Italian strong-motion data were used to study the attenuation of response spectra and to simulate artificial accelerograms as a function of magnitude, distance, and site geology. The database has already been utilized for the study of the attenuation of peak ground acceleration (PGA) and velocity and consists of 95 accelerograms from 17 earthquakes of magnitudes ranging from 4.6 to 6.8. Using multiple regressions, we developed empirical predictive equations for the vertical and horizontal components of response spectra corresponding to 14 frequencies ranging from 0.25 to 25 Hz. Predictive equations, aimed at the ground-motion simulation, were also estimated for time-dependent frequency parameters, strong ground motion duration, and Arias intensity.

The shape of the predicted spectra is strongly dependent on magnitude and nearly independent of distance. Alluvium sites show an amplification effect, with respect to stiff sites, in different frequency ranges according to the thickness of the soil deposit. The vertical/horizontal spectral ratio in far field varies, with magnitude and frequency, from 0.35 to 0.85. The resulting response spectra are compared with the predictions of some recent attenuation relationships and with those proposed by the Eurocode EC8.

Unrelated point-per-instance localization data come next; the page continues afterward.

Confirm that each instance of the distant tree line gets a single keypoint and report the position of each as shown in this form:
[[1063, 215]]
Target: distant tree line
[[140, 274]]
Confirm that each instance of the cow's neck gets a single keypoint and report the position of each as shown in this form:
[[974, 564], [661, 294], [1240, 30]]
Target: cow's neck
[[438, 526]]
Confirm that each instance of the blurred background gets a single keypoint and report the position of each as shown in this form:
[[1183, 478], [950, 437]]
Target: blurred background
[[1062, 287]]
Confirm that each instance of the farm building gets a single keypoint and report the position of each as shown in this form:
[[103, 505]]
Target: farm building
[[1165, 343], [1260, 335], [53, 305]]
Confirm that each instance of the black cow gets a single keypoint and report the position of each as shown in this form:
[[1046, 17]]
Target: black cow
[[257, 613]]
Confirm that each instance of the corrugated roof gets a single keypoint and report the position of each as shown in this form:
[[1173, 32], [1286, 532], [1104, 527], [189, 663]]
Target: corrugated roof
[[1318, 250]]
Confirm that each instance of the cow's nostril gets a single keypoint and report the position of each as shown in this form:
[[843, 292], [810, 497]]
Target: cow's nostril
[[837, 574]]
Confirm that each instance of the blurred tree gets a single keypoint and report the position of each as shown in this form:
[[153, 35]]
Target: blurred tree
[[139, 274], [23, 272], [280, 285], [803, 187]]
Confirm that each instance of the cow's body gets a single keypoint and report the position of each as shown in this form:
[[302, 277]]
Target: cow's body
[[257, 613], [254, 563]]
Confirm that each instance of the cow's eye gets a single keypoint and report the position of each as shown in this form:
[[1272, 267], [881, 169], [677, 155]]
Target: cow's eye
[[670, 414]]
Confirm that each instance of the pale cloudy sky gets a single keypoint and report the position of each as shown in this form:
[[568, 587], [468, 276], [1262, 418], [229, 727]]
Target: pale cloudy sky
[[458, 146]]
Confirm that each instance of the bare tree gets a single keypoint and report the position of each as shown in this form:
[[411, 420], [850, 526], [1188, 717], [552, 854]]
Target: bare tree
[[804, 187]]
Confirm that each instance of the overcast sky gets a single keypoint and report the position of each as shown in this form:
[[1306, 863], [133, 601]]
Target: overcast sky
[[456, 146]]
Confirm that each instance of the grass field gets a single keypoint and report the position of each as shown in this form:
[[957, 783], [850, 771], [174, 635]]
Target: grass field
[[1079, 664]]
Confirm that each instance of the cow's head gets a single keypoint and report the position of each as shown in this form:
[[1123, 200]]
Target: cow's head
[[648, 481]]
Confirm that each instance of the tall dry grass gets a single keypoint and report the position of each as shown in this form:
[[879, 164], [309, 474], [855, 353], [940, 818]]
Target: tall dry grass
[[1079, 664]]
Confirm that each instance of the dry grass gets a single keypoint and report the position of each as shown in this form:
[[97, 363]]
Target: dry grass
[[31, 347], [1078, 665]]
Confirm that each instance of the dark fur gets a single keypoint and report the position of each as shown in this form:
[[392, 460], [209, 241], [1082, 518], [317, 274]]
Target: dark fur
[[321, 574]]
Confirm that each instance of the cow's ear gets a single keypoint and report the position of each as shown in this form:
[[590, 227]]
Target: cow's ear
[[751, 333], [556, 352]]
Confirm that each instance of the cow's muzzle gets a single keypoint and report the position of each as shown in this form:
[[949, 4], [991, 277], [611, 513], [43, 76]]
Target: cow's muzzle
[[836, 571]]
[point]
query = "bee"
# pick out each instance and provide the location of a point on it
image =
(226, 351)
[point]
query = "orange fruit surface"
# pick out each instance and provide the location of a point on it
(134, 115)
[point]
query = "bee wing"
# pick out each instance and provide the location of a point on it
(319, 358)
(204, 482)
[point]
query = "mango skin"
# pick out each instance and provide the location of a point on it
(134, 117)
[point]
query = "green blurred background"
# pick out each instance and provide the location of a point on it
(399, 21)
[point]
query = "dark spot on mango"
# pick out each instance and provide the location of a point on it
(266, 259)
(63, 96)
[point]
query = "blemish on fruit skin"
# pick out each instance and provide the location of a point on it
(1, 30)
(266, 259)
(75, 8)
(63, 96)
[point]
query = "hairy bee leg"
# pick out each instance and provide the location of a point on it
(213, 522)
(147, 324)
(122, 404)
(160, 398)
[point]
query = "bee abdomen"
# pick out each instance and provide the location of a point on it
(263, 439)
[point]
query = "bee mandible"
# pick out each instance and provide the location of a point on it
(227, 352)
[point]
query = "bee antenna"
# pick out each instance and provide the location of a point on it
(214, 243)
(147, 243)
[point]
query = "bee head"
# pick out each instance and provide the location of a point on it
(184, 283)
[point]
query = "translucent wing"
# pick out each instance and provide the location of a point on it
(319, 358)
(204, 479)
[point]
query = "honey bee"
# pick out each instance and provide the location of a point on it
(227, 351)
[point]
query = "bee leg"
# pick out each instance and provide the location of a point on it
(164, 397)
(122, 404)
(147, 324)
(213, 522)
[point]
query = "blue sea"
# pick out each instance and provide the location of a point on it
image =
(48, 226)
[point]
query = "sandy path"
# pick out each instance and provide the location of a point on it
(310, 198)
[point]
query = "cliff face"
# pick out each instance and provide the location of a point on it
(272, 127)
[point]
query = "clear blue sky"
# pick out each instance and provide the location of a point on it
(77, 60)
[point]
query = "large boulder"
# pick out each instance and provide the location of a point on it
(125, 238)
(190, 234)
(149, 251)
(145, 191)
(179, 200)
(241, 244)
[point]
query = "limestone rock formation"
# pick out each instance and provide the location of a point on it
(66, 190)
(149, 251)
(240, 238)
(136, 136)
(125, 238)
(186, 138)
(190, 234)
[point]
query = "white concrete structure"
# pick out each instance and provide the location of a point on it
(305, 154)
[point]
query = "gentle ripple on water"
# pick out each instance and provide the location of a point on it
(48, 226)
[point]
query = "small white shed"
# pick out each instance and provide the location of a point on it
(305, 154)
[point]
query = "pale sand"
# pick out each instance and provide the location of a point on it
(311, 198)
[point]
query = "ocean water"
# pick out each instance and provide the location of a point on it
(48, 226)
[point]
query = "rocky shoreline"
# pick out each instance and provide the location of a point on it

The simulation of nonstationary strong ground motions is achieved through an empirical method where time and frequency features of the motion are represented through the physical spectrum, extending the spectral moments theory to the nonstationary case. The simulated time histories fit the recorded accelerograms in terms of several ground-motion amplitude measures, such as peak acceleration, peak velocity, Fourier spectra, and response spectra. The principal advantage of the proposed method consists in correlating the simulation parameters with earthquake magnitude, source distance, and soil conditions.